Sent from Petguide.com Free App


----------



## Marcia (Dec 26, 2010)

I think I would have done the same thing in your shoes. Your family is pretty stirred up over Lux so I'd let sleeping dogs lie - or screaming kittens go back. Truly feral kittens, by definition, can be pretty crazy, but I don't think you need the stress in the family right now!!


----------



## JoshC123 (Aug 11, 2013)

Marcia, I thought Pepper would've been more like Lucky when I first brought him home, quiet and relaxed but I was surprised to find out it was the exact opposite!


----------



## Mitts & Tess (Sep 4, 2004)

When bringing a new kitten or cat into a house they should be place into a small area like a bathroom. This kitten would of come around. It was just freaked out by being dropped into an unfamiliar place with animals it didn't know. There are proper ways to introduce a cat to a home.

Base Camp — How to Prepare for your New Cat | Little Big Cat


----------



## Marcia (Dec 26, 2010)

I thought of this Mitts & Tess, but considering Josh's family dynamics I'm not sure how I would have really reacted! I agree, a home environment would have been better for the kitten but his family is pretty irritated about the sick kitty Lux he took in and didn't make it.


----------



## Mitts & Tess (Sep 4, 2004)

Josh just go back and feed the kitten each day since your family isn't ready to accomadate a new cat.


----------



## JoshC123 (Aug 11, 2013)

I went back for it an hour or so after I brought it back and it seemed to have left the area already. The people around my neighborhood know I like to take it strays and I'm sure they'll let me know when they see Pepper again. I'd really love to take her home though.


----------



## Mitts & Tess (Sep 4, 2004)

spend time with her and get her more socialized. Then try taking her home and do as the article suggested. Maybe it would work then.


----------



## JoshC123 (Aug 11, 2013)

I've decided to go back and get her in the morning. I'll keep her for a day or two then I'll make my final decision.


----------



## Carmel (Nov 23, 2010)

Taming a feral cat or kitten takes time and effort.

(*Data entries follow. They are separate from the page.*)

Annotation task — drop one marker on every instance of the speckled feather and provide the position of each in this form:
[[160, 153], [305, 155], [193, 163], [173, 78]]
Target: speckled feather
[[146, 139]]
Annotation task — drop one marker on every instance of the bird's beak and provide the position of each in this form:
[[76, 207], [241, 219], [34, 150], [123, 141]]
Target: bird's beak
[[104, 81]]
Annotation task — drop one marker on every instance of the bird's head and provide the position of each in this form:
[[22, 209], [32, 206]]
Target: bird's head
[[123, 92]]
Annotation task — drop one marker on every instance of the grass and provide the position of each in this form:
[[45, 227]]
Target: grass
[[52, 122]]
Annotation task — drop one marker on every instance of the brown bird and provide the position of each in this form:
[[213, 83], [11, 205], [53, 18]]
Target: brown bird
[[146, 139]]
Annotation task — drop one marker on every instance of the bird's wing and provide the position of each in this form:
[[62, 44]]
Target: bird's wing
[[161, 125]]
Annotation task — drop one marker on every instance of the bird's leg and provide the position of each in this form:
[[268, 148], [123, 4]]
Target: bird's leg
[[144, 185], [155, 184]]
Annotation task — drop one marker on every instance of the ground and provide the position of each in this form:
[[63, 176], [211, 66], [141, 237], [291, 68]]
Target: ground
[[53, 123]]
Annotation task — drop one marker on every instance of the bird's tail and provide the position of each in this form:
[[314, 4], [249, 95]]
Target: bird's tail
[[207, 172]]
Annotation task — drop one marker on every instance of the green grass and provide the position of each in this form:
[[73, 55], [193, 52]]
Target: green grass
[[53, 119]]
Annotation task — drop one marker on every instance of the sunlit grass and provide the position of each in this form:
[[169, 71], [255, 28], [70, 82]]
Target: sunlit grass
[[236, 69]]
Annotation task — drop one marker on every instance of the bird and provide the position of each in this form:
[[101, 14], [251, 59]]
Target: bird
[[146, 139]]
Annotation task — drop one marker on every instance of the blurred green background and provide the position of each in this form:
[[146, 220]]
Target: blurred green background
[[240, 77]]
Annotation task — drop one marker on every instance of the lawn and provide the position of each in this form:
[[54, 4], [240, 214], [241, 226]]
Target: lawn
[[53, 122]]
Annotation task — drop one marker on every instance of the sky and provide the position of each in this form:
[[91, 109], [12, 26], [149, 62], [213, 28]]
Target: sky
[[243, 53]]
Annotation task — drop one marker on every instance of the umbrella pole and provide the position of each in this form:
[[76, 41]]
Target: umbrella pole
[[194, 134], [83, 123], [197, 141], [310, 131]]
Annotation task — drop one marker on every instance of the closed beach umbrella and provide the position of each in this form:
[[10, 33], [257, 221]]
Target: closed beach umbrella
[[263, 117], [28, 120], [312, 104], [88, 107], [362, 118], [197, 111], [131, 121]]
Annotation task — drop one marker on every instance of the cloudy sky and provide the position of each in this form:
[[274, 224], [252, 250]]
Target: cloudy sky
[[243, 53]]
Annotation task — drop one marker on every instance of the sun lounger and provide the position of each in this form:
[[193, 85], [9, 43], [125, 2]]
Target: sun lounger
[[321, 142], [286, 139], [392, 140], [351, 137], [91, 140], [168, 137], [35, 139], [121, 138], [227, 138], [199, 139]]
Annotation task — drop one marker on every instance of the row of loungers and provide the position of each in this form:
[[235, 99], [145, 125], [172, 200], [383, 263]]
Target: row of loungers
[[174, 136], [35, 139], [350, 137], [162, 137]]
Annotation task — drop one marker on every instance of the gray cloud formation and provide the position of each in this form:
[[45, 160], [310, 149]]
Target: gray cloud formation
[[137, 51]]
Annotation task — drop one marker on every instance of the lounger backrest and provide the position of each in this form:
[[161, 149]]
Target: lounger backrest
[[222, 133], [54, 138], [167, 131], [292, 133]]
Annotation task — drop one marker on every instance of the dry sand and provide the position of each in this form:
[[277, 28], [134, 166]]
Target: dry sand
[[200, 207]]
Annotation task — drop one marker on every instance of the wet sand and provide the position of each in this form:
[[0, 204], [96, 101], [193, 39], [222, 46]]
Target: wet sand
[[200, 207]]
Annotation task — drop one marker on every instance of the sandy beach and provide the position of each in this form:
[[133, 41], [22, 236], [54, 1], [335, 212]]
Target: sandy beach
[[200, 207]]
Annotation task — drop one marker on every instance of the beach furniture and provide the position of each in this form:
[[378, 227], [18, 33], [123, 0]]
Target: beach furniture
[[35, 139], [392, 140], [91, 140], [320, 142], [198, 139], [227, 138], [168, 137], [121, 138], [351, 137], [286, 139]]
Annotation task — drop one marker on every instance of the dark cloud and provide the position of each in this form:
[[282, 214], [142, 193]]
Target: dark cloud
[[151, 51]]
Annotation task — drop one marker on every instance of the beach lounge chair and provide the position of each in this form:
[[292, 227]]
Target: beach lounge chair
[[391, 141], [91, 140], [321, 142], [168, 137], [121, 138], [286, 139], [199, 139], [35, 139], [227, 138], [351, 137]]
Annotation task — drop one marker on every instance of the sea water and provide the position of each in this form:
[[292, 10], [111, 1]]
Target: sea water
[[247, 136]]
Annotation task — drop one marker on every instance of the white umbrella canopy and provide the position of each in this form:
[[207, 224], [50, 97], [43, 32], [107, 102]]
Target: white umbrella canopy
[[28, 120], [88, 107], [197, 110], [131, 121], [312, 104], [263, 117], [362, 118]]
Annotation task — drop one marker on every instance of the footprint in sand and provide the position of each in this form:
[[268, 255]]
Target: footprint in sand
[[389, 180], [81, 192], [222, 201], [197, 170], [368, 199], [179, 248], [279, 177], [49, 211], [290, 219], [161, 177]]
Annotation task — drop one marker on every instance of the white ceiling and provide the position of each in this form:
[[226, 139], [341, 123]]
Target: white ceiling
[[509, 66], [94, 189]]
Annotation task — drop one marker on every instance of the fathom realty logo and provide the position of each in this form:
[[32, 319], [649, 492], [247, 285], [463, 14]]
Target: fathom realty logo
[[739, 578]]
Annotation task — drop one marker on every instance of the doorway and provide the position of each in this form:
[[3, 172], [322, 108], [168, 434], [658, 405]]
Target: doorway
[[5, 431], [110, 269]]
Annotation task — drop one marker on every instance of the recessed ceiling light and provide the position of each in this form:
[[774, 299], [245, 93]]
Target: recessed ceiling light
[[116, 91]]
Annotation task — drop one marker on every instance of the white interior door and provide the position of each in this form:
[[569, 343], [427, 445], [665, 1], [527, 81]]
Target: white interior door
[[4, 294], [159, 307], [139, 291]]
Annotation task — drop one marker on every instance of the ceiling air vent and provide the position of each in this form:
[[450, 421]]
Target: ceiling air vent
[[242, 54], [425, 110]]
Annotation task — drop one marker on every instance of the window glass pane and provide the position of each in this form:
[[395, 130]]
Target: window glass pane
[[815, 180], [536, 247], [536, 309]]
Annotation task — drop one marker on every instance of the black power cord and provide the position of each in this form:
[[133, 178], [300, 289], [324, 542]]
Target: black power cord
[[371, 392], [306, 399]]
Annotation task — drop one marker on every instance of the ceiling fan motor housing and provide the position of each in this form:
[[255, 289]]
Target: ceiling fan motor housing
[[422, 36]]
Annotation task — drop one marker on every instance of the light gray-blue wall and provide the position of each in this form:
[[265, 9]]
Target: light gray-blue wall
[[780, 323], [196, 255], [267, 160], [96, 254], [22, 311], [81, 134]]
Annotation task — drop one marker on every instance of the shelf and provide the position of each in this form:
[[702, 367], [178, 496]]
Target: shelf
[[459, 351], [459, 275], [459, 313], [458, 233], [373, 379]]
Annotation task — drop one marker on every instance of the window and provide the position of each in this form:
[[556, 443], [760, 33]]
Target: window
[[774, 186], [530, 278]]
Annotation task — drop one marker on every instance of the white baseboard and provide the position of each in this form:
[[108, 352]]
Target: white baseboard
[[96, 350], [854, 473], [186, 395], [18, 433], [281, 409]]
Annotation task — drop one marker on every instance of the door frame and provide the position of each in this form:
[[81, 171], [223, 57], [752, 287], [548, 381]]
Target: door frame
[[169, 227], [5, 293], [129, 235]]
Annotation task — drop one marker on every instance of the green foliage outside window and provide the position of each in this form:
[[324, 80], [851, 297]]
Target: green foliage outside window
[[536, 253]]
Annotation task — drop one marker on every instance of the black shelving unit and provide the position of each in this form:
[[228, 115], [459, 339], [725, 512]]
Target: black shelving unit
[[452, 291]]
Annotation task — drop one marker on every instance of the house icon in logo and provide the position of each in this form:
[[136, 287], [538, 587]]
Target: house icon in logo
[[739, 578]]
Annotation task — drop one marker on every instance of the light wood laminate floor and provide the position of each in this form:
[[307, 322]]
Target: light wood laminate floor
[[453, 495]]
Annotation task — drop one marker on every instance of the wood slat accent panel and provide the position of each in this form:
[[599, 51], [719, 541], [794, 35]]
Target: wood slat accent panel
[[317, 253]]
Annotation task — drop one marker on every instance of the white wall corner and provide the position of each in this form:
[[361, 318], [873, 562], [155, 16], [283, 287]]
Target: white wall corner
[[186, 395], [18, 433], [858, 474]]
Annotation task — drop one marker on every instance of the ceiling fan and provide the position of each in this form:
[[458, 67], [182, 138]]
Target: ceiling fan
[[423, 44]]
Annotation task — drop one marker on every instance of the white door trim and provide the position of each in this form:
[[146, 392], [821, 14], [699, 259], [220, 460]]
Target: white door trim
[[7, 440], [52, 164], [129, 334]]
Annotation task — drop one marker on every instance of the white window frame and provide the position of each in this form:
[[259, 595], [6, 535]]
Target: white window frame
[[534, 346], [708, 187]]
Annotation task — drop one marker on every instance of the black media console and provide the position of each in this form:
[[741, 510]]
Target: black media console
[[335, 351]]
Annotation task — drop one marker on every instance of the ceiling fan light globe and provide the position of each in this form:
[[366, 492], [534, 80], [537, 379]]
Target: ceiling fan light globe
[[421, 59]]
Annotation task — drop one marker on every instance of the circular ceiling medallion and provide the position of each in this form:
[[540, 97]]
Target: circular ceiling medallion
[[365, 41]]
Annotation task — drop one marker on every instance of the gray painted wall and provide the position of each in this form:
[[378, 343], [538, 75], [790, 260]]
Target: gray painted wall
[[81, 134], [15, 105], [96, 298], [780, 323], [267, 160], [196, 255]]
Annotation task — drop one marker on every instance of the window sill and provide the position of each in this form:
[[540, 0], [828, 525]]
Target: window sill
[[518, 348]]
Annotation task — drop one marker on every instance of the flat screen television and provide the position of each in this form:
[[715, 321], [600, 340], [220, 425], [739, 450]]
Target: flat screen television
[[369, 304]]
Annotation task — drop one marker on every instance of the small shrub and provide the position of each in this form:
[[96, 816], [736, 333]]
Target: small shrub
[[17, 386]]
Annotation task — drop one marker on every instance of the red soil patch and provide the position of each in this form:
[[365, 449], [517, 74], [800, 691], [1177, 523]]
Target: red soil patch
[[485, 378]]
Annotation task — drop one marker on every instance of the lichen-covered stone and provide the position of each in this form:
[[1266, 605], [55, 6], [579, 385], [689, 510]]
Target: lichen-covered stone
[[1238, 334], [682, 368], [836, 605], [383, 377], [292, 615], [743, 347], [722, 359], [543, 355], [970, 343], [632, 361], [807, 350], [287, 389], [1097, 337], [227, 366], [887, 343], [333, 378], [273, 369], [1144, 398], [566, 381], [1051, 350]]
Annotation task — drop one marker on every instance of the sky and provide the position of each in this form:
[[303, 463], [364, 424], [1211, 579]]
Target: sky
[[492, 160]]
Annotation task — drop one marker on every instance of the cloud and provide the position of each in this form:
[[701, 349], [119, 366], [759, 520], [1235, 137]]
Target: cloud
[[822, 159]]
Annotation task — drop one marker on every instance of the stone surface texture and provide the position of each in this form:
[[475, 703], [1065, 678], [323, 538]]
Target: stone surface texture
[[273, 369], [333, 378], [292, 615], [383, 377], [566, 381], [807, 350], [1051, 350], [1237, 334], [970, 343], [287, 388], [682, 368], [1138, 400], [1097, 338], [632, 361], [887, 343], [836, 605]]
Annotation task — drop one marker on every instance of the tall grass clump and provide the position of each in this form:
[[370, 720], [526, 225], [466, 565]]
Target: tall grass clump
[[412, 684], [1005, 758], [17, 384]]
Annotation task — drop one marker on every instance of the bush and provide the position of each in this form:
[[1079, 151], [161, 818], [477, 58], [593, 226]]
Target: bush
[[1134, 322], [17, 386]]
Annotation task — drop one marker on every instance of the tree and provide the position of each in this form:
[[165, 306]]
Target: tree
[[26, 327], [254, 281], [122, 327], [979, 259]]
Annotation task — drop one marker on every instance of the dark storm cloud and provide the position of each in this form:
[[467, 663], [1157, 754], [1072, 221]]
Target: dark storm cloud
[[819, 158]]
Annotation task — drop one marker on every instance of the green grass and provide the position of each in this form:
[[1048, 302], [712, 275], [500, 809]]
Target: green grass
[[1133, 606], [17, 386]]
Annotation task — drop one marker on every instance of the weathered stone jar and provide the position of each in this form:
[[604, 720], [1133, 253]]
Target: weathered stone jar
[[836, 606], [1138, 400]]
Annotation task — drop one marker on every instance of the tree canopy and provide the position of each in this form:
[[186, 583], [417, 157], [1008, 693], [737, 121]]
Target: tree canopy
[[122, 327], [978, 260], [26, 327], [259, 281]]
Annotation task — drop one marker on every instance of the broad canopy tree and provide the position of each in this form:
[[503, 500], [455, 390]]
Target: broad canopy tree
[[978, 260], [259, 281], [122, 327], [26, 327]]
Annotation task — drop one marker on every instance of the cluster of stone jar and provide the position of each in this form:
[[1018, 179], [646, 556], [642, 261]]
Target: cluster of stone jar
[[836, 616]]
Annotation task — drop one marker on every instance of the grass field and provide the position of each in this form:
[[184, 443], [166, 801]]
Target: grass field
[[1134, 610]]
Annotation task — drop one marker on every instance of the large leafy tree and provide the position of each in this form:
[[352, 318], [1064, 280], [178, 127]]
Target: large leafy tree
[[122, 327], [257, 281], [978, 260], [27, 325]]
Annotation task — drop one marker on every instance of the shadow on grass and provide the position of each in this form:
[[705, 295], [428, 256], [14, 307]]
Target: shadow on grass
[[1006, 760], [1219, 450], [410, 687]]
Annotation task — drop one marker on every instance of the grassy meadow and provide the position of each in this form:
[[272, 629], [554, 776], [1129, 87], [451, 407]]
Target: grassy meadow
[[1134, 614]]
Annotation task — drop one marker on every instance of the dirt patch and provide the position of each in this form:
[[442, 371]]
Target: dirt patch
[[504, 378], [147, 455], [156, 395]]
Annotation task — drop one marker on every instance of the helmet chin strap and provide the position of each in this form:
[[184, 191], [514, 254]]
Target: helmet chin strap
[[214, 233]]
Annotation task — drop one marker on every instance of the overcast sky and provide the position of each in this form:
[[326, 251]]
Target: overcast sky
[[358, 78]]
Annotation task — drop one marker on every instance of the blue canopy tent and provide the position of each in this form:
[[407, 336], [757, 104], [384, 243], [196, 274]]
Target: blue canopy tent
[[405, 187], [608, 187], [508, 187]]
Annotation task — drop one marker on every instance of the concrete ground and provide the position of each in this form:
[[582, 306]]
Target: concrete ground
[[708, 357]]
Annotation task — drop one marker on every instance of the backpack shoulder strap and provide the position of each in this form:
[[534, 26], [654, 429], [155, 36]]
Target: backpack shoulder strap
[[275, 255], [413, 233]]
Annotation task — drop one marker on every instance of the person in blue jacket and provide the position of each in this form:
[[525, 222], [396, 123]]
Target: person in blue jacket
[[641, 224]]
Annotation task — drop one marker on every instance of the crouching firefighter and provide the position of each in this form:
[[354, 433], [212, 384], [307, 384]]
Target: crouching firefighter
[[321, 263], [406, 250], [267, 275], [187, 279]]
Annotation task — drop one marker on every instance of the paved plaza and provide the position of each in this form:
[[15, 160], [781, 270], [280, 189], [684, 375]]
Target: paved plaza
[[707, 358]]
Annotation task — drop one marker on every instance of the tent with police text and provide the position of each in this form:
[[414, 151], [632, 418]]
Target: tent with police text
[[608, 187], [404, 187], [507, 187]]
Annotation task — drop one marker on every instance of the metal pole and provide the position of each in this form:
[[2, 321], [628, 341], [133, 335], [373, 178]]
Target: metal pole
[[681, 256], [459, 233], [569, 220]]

Kittens are easier than cats, though. Expect to get hissed at, attacked, bitten, and have a fearful and stressed cat for several weeks or months. If you're just bringing this cat home for a few days that's not long enough to access anything about the cats true personaily underneath all its fear. It needs to be kept in a single room for a few weeks at least while it gets used to you and the sounds of a home. You need to do a lot of reading on taking cats, there's plently of tips out there. Some big ones are getting down to their level on the floor, not making sudden movements, and not making eye contact (it's seen as a threat).

Both Blacky and Jasper were semi-feral, meaning they'd had prior human contact but reverted to a feral state when left on the streets. Blacky took a year to allow me close enough to pet her and when I first brought her indoors after all that time gaining her trust she flipped out and jumped out a broken window to escape. Getting her used to the inside of a home took several more months, starting with just making her feel comfortable coming into a single room. Jasper we trapped in the garage by accident and I decided to give it a go at taming him. He had serious aggression and I had to wear oven mitts around him for 3+ months. I still have small scars on my hands from where he bit through the mitts. Once he got over his utter fear of me, he was extremely food obsessed and possessive at and would viciously attack instead of cower. But 4 or so months later, he became a normal cat. You'd never know he used to act feral, he's currently sleeping on my legs. Taking the time to tame them was a lot of work and at first I was constantly questioning if what I was doing the right thing, I didn't see how Jasper in particular would get over his aggression, but he just needed time. I have a very strong bond with both of the cats because of this, moreso than anyone else.


----------



## ZeroTransPat (May 9, 2012)

Any luck finding her?


----------